Big Fail. you have in reality, 12 x1GB/s(6GB/s labeled) smashed trough 1GB/s wich results in 82MBs AT best zenario per drive. FYI, this is not enough.

daki82 · January 13, 2024, 8:51pm

You could solve it by changing the db’s to an SSD connected to the mainboad.

Utilize The M.2 and SATA of the mainboard asap.
Maybe the M.2 to 6xSATA is an option.
(theoreticaly there should be ports for an database ssd (sata) and the system drive left.)
For databases like for 12 nodes consider an high TBW drive.
(usual 512GB good quality, or bigger will do)
Leave at max4 drives on your 12port adaper. that could work.

You see an IOPs problem here. (slow access to the dashboard)

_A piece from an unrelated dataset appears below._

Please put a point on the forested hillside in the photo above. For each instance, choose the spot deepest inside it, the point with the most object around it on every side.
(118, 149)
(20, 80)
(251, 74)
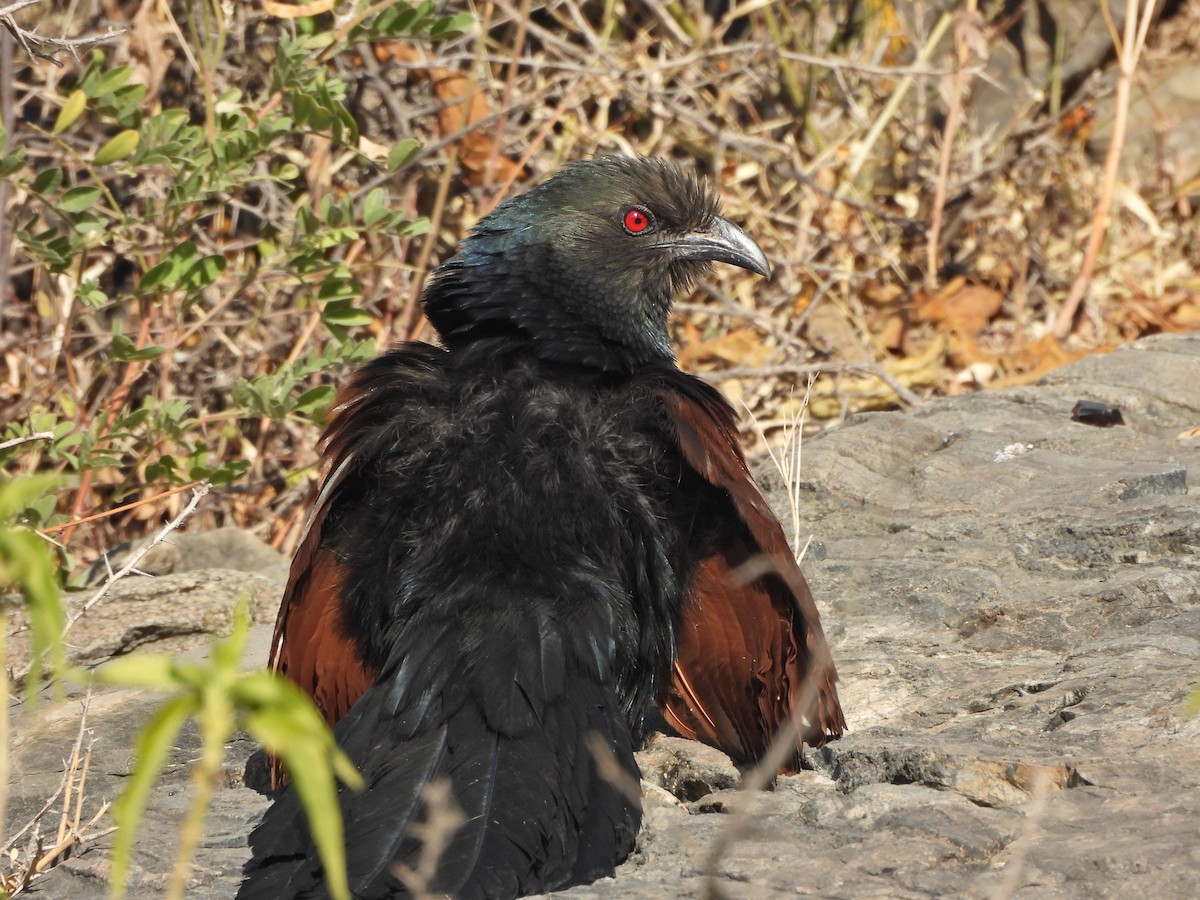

gingerbread233 · January 13, 2024, 10:46pm

The Mainboard has 4 sata ports, so I could connect some HDDs there in first place, to reduce overhead. How to I move the DBs to an SSD? How much space do they ususally take? Do the DBs really use that much I/o (IOPS)? I calculated aroun 80mb/s for each HDD and thought it’s enough. In random read/write scenarios, a HDD mostly isn’t faster than around 5-10mb/s. Why are M.2 Sata adapters better, than the pcie ones? They use mostly the same chipsets.

daki82 · January 13, 2024, 11:45pm

Be carefull with the Manual, it could be outdated in some lines.

Around a GB, not that much.

From my expierience: yes

iops_cmr
Here is the stats of my New drive. yours are propably less. While a filewalk is not even close to 3Mb/s its saturating iops completely. + the normal iops of the node itself.

carefull here, they are maybe, it depends. (it was an fast shot from me)
optimum would be SAS controlers in IT mode.
with PCIE ver3 4 or 8 lanes.(used?)
(the 2. big pcie slot has 8 lanes, if i remember right)
(supports sata, with the right cable, then my knowledge ends here)
The PCIE Standard differs between ver1, 2, 3, 4 (consumer) and the number of lanes that are connected. your controler uses 1 lane ver3.
see here

so in ver3 2 lanes for 6 drives are better than one for 12.(no mater wich mainboard socket you put it.)